“Da janela lateral/ Do quarto de dormir/Vejo uma igreja, um sinal de glória/Vejo um muro branco e um vôo pássaro/ Vejo uma grade, um velho sinal”.
(Paisagem da janela – Lô Borges).
Nesta semana eu estava sem assunto para redigir uma crônica. Nada me inspirava, nada me encantava. Fui para a janela do meu quarto para desanuviar a tensão. Local privilegiado porque avisto toda a rua. Pronto! Chegou a inspiração. Fiquei debruçado nela por aproximadamente 30 minutos e dei asas às imaginações. Nesse período nada fugiu da minha percepção. Era como seu eu fotografasse tudo e mostrasse a você agora as fotos reveladas.
Era quarta-feira, dia da coleta de lixos. Nas calçadas os moradores colocavam sacolas de dejetos à espera do caminhão para recolhimento. Em algumas casas haviam lixeiras fixadas nas grades para evitar que animais irracionais e, principalmente os racionais espalhassem tudo pelo chão. Uma jovem subia a rua alheia a tudo que acontecia a seu redor Seus olhos e atenção estavam fixos no seu celular. Pensei: “aquela jovem desatenta vai dar uma cabeçada na lixeira”. Acertei! Ela se assustou após a cabeçada e se aliviou gritando: PQP! FDP!”e seguiu desatenta o seu trajeto, manuseando o celular.
Muita gente passeava com seus cães de estimação. Entre as variadas raças o yorkshire se destacou. Em algumas mãos, coleiras, e na outra, sacos coletores de fezes. A sinfonia canina se fazia ouvir.
Na calçada da minha casa subia um senhor apalpando os sacos de lixo à procura de latinhas de bebidas. Lembrei-me que tínhamos muitas guardadas. Ao se aproximar da minha casa eu as ofereci a ele que as aceitou, me agradecendo: “Deus lhe ajude!”. Ele me perguntou se eu tinha pão para lhe dar. Eu lhe dei dois pães. Não satisfeito, me pediu dinheiro para comprar leite. Eu lhe dei um litro de leite e ele me pediu dinheiro. Não entendi! Eu, hein!
A manhã estava ensolarada. Um casal de idosos caminhava para lá e para cá ora de mãos dadas, ora de mãos nos ombros. Sorrisos e diálogos eram constantes. Dois cuidadores passeavam com dois enfermos em seus carrinhos. Um enfermo ao me ver na janela esboçou um sorriso e me saudou com um tênue aceno de mão. Um jovem pai também passeava com seu filho de poucos meses aproveitando o sol.
Semanalmente uma Kombi passa na rua vendendo hortifrutigranjeiro. O vendedor garante que em seus produtos não existem agrotóxico. A Kombi parou do outro lado da minha casa e as donas de casa ao perceberem a conhecida buzinada se aproximaram para as compras. Contei quatorze donas de casa.

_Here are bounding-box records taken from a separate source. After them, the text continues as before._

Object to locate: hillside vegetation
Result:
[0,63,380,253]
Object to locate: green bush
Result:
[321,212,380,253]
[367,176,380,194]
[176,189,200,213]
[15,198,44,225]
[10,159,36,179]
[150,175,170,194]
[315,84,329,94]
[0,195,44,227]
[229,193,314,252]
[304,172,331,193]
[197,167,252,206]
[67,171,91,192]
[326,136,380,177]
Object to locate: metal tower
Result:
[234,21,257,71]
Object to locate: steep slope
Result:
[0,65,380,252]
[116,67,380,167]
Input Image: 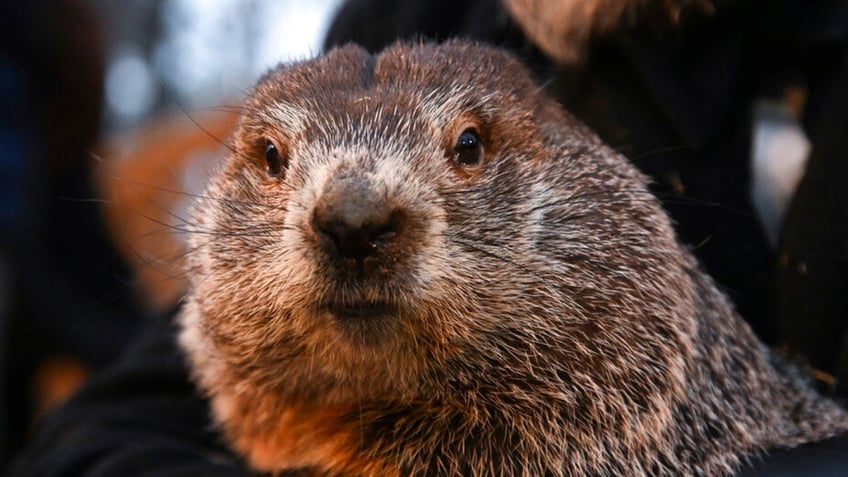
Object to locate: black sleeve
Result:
[10,314,264,477]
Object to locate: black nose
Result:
[311,177,404,264]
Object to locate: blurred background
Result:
[0,0,339,473]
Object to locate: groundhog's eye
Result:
[453,129,483,167]
[265,141,288,177]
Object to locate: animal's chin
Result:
[320,300,400,347]
[323,301,397,322]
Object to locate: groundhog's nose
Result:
[311,174,405,267]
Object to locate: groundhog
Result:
[180,40,848,476]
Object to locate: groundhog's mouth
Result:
[323,301,397,321]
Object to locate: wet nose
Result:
[311,175,404,263]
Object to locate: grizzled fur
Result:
[176,42,848,476]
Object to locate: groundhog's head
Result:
[182,42,693,410]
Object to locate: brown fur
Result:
[176,42,848,476]
[504,0,714,64]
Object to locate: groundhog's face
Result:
[183,43,691,402]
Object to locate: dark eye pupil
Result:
[454,130,483,166]
[265,141,284,177]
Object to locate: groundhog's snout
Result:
[310,172,407,273]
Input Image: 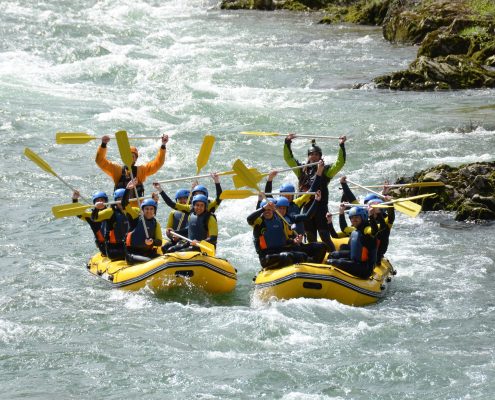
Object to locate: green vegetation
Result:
[467,0,495,18]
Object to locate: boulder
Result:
[393,162,495,221]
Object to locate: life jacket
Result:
[257,215,287,250]
[102,206,130,244]
[126,217,157,249]
[349,226,376,265]
[187,212,215,240]
[113,165,144,197]
[299,164,330,200]
[172,211,189,231]
[286,201,304,235]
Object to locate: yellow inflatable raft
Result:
[88,251,237,294]
[254,238,395,306]
[255,259,395,306]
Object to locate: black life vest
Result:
[102,206,130,244]
[126,217,157,249]
[113,165,144,197]
[187,212,215,240]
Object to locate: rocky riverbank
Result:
[221,0,495,90]
[394,162,495,221]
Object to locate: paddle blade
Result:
[220,190,258,200]
[198,240,215,257]
[24,147,57,176]
[55,132,97,144]
[240,131,281,136]
[196,135,215,175]
[232,159,260,191]
[115,131,134,170]
[394,200,421,218]
[232,168,266,189]
[52,203,91,218]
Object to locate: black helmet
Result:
[308,139,323,157]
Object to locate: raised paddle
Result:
[177,135,215,230]
[170,231,215,257]
[232,161,319,189]
[347,179,428,218]
[232,159,290,227]
[24,147,91,203]
[55,132,160,144]
[240,131,340,139]
[52,196,151,218]
[220,190,316,200]
[196,135,215,175]
[115,131,150,239]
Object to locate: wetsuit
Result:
[284,139,346,251]
[327,219,378,279]
[95,143,166,197]
[247,208,325,269]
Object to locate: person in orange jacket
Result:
[95,135,168,197]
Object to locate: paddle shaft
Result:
[170,231,213,252]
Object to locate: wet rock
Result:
[393,162,495,221]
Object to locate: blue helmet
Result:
[349,207,368,221]
[193,185,208,197]
[175,189,189,201]
[364,193,380,204]
[192,194,208,206]
[141,199,158,212]
[279,183,296,193]
[93,192,108,204]
[277,196,290,207]
[260,197,277,208]
[113,189,125,201]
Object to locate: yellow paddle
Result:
[220,190,316,200]
[177,135,215,230]
[196,135,215,175]
[350,182,445,189]
[232,161,318,189]
[347,179,432,218]
[240,131,340,139]
[115,131,150,239]
[52,196,151,218]
[24,147,91,203]
[170,231,215,257]
[232,159,290,227]
[55,132,160,144]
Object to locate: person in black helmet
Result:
[284,133,347,251]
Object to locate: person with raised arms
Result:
[284,133,346,251]
[72,190,108,256]
[121,178,163,264]
[162,192,218,253]
[91,189,130,261]
[96,135,168,197]
[264,160,325,235]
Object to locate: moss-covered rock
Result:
[394,162,495,221]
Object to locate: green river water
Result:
[0,0,495,400]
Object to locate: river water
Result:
[0,0,495,400]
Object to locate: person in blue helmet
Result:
[153,173,222,213]
[264,160,325,235]
[91,189,130,261]
[122,179,163,264]
[72,190,108,256]
[160,187,191,252]
[162,194,218,253]
[327,206,378,279]
[367,186,395,264]
[284,133,346,251]
[247,198,325,269]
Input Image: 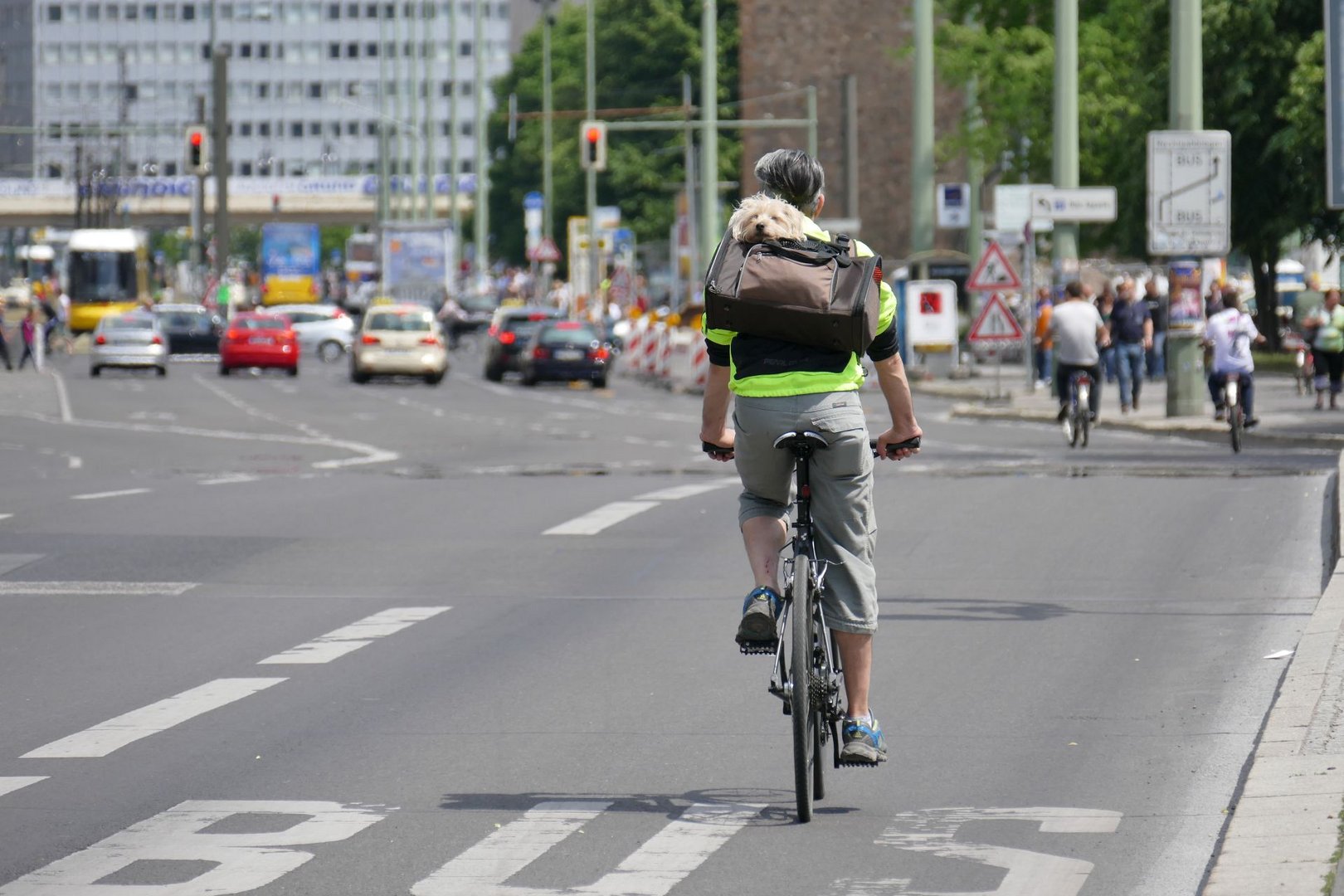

Percebi dois garis subindo a rua correndo (preparo físico invejável) recolhendo os sacos de lixo e os depositando frente a uma casa para posterior colocação dentro do caminhão. A minha casa foi a escolhida. Como eu estava fazendo um trabalho de pesquisa, contei 22 sacos amontoados. Tinha lixo na calçada, na beira da calçada e até na rua. Em poucos minutos apareceu o caminhão coletor com o peculiar grito dos garis: “Para!”, “Aí!”, “Embora!”. Ao jogarem os sacos de lixo no caminhão um deles se rompeu e garrafas espatifaram pelo chão. Era caco de vidro para todos os lados. O gari não se machucou, mas ficou irado, xingou muito e me olhou com cara feia. Acredito que tenha pensado que, justamente aquele saco contendo as garrafas era da minha casa. Garanto que não, porque temos cuidado com as garrafas colocadas nos sacos.
A minha atenção se voltou para o movimento da rua quando me deparei com uma situação hilária. Uma jovem caminhava com o seu cão, enorme preso na coleira. Na outra mão, não estava o saco coletor de fezes e sim, um celular. Era notória sua desatenção. Ao passar por um poste ela tomou uma direção e o cachorro outra. O cachorro a puxou para um lado e ela se enroscou no pote como se o abraçasse. Cena pitoresca. Ela sem graça olhou para os lados para ver se tinha alguém percebendo e conseguiu se desvencilhar do poste.
Com esse vasto material recolhido em 30 minutos, retornei para o interior da casa pensando: se em meia hora tirei essas fotos imagina se eu ficasse 12h?